Comme souvent, Chambre 212 procède d’un autre film, non tourné, à peine écrit, mais qui en est la source secrète. Ce projet s’était présenté à moi après la sortie de Plaire, Aimer et Courir Vite mais j’ai dû l’abandonner car je craignais qu’il m’entraîne dans une forme trop solennelle. Au début de l’été, j’étais au bord du lac Léman, installé au Théâtre de Vidy pour répéter « Les Idoles », un spectacle qui clôturait un projet d’autofiction en trois volets. Je n’étais pas pressé de faire un film, je me sentais presque libéré de n’avoir aucune idée en tête. Lorsqu’un soir, je me suis retrouvé devant The Awful Truth de Léo McCarey, avec Irene Dunne et Cary Grant en mariés infaillibles d’après divorce. Je me suis alors demandé depuis combien de temps j’étais en couple et combien de cinéastes avaient déjà traité la conversation conjugale. La nuit même, je me suis mis à écrire, avec impatience et bonheur.

Quelques mots sur vos interprètes ?

J’ai rarement croisé des acteurs aussi souriants et détendus les matins dans les loges que lors du tournage de Chambre 212. Qu’importe les problèmes du jour, je n’ai jamais eu le sentiment qu’ils auraient préféré être ailleurs que dans ce studio perdu dans la campagne luxembourgeoise, en compagnie d’un metteur en scène qui, intérieurement, ne cessait de se demander pourquoi il avait pris la décision de ne pas tourner en décors naturels. Et je n’ai guère d’autre explication que celle-ci : ces quatre acteurs se sont bien aimés. L’amour que les comédiens éprouvent les uns pour les autres est un élément essentiel, précieux et rare que l’on a tendance à oublier. Ce film doit tout à la santé, bonté, tendresse, folie et chaleur de Vincent Lacoste, Benjamin Biolay, Camille Cottin et Chiara Mastroianni. 

Qu’avez-vous appris durant la réalisation de ce film ?

J’ai appris qu’il n’est pas si aisé de dévier de notre trajectoire personnelle. Nous croyons, à tort, que si nous filmons une séquence à la manière d’un autre ou si nous lui empruntons une réplique, notre film deviendra une œuvre déconstruite, ou du moins, construite à plusieurs et qui, finalement, s’échappe de notre territoire. Mais ce n’est pas le cas. Parfois, cela peut mener vers une destination aussi bien promise qu’inattendue. C’est une joie de réaliser que d’autres, avant nous, ont cherché à exprimer les mêmes sensations. 

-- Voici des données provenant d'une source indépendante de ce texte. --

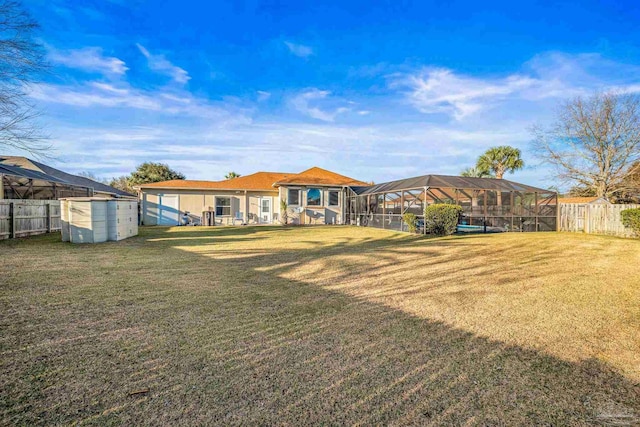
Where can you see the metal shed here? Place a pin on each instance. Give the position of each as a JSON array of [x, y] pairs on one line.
[[498, 204]]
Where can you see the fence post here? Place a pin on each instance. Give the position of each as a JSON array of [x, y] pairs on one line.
[[48, 209], [587, 218], [12, 220]]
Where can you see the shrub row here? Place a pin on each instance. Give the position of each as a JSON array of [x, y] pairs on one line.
[[439, 219]]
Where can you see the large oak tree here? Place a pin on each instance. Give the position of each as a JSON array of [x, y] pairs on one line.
[[594, 142]]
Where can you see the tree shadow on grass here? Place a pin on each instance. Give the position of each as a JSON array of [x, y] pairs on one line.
[[233, 341]]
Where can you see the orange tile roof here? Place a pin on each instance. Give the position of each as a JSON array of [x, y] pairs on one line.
[[255, 181], [319, 176], [578, 199]]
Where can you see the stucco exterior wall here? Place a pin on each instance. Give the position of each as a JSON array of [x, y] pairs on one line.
[[311, 215], [196, 201]]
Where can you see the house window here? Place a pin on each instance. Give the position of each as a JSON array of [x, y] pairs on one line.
[[223, 206], [334, 198], [293, 197], [314, 197]]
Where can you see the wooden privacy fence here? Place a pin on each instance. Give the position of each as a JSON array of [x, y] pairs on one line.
[[20, 218], [594, 219]]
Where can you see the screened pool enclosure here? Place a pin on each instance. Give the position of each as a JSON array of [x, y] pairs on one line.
[[488, 204]]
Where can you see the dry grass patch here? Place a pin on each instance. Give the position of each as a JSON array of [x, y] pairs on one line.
[[321, 325]]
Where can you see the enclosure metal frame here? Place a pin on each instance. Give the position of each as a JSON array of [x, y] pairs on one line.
[[515, 207]]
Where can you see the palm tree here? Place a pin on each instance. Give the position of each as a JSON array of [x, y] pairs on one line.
[[476, 173], [500, 160]]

Pouvez-vous nous parler de votre prochain projet ?

Je n’ai pas de projet de cinéma mais après Cannes, je vais rejoindre une équipe de chanteurs. J’ai commencé depuis quelques jours les répétitions de « Tosca », que je mets en scène pour le Festival d’Art Lyrique d’Aix en Provence. Ensuite, je m’attellerai à une pièce pour la Comédie Française, « Le Côté de Guermantes » de Proust. Alterner les projets entre les plateaux de cinéma et ceux des théâtres, est au cœur aujourd’hui de mes réflexions sur mon travail de metteur en scène.